The Pause that Refreshes

by Mel Ramos

Material

Painted resin; 53 x 53 x 15 cm

Dating

2008

About the artwork

edition 5/8

He created pictures in which he draped pin-up girls in lascivious poses on painted merchandise items, parodying the trivial glamour gestures of an advertising machine that tries to stimulate the desire to buy with sexual stimuli. Mel Ramos is regarded as a member of the original group of American Pop Art artists together with Warhol, Lichtenstein, Rauschenberg and others, whereby his depictions of women with their openly displayed eroticism constitute a very special area of this art movement.

About the artist

Like many other Pop Art artists, Ramos had intended to become a graphic designer in advertising before he decided to study art.
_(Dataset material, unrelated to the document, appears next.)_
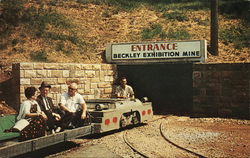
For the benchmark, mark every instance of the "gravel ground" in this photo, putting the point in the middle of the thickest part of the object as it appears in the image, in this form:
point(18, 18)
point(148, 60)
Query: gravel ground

Between 1954 and 1958 he studied at the Sacramento City College, the San José State College and the Sacramento State College. From 1958 he taught at various institutions including the Sacramento State College, the Arizona State University and the California State University.
A student of Wayne Thiebaud, Mel Ramos was a follower of the ‘Bay Figurative School’, a movement, which distanced itself from abstract Expressionism – the predominant genre in the United States during the 1950s. From 1961 onwards, Ramos started to use the imagery of American comics as a source of inspiration. But besides the comic book characters, naked female bodies dominate his oeuvre. His creations satisfy male fantasies, but at the same time his flawless sexual objects appear artificial and absurd. He created images with lascivious pin-up girls placed on commodities in order to mimic the advertising industry’s methods to capitalize on the ‘sex sells’-slogan. Mel Ramos belongs to the original group of American Pop Art artists together with Warhol, Lichtenstein and Rauschenberg, but his explicit display of eroticism adds a whole new facet to Pop Art.